La sécurité des tours était assurée par Securacom, avec la famille Bush à la direction, et par Kroll, contrôlée par AIG et donc Maurice Raymond "Hank" Greenberg né à Chicago, lui-même ancien chef de la Fed de New York. A la télé, on entendit souvent Paul Bremer et le PDG de Kroll, Jérôme Hauer, formé à l’université John Hopkins, passé par IBM, et nommé en 1996 par le maire Giuliani à la tête de l’Office of Emergency Management, qui remplaçait désormais le département de la police pour superviser les états d’urgences. C’est aussi Jérôme Hauer qui avait suggéré au maire Giulani de construire ce qui est devenu le bunker situé dans le bâtiment N°7 du WTC. Et Hauer avait mené à sa perte l’agent du FBI et éminent spécialiste d’Al Qaïda John O’Neill, en l’affectant la veille du 11-septembre à son nouveau poste dans un bureau des Twin towers.

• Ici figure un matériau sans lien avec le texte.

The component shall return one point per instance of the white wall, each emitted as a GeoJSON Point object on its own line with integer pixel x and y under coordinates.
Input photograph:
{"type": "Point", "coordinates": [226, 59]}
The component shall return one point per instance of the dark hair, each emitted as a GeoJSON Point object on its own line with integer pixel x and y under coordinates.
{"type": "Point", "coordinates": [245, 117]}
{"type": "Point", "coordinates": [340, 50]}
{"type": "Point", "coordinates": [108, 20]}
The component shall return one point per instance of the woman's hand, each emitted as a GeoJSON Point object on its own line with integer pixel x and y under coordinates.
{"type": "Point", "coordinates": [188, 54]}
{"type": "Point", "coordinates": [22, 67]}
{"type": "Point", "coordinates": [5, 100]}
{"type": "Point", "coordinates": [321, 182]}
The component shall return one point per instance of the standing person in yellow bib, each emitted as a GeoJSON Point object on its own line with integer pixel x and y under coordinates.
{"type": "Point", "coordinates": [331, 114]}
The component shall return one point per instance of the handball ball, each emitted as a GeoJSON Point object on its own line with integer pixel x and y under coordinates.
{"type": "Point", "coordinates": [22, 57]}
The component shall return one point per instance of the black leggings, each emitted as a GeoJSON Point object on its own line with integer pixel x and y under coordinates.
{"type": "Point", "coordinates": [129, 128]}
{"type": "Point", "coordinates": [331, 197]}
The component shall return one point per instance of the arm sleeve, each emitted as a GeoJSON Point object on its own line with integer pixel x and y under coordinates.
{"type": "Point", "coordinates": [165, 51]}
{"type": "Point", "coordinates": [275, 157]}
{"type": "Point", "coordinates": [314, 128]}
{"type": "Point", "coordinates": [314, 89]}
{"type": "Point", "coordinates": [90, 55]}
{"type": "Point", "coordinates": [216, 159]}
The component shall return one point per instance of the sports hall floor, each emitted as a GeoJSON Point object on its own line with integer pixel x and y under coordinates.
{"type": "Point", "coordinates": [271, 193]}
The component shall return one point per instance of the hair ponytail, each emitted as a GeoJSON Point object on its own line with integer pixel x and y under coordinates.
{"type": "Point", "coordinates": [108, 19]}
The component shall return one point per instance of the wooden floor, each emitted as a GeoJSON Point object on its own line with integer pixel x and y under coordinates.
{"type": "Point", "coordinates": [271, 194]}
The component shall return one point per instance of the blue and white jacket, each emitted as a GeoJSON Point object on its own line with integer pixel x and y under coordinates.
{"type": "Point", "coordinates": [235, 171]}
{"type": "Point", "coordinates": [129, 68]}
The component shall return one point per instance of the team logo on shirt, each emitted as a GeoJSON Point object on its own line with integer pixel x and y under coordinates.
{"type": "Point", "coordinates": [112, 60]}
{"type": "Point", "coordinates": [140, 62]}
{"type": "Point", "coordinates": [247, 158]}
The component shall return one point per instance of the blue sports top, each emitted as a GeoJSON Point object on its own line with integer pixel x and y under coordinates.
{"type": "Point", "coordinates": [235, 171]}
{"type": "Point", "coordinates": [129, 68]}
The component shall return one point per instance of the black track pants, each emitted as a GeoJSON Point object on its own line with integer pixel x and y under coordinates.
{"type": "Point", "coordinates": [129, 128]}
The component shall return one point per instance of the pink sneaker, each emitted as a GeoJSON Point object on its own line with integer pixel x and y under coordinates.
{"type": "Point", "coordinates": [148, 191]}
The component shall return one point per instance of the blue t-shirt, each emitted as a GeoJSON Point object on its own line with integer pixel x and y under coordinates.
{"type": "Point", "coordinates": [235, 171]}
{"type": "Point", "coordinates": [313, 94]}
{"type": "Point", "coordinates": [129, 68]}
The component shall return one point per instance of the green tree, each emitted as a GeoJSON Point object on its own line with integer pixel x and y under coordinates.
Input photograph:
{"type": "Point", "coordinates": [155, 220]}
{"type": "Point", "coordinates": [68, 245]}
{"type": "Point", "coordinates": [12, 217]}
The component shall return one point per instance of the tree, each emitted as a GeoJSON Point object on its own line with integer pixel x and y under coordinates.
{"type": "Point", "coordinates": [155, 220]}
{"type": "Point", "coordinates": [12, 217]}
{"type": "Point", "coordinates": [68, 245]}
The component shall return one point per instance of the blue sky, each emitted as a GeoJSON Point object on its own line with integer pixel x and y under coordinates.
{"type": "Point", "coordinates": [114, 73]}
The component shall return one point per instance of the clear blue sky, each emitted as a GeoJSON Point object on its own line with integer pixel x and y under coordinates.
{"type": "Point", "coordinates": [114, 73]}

Mr. Hauer, lors d’une de ses nombreuses apparitions télévisées avait, en réponse à une question soulevant la possibilité de bombes pré-positionnées, immédiatement répondu « non », coupant presque le journaliste pour étouffer toute contestation. Il pensait « juste » « simplement », que les effondrements étaient dus aux feux intenses, à l’impact commis par les avions sur la structure, et à la « vélocité » des avions (joli terme technique bien appris à l’avance et répété deux fois !). Il pointait du doigt, cette-fois après la suggestion d’un journaliste peut-être mis sur la voie, la possibilité que cela ait « les empreintes de Ben Laden » sans forcément d’Etat derrière. Ce qui permet de viser tous les pays qui abritent des terroristes… Dans une autre interview il avait annoncé que l’on « s’inquiétait de l’instabilité du building 7 ». N’avait-il pas bien préparé, et la version officielle, et le terrain.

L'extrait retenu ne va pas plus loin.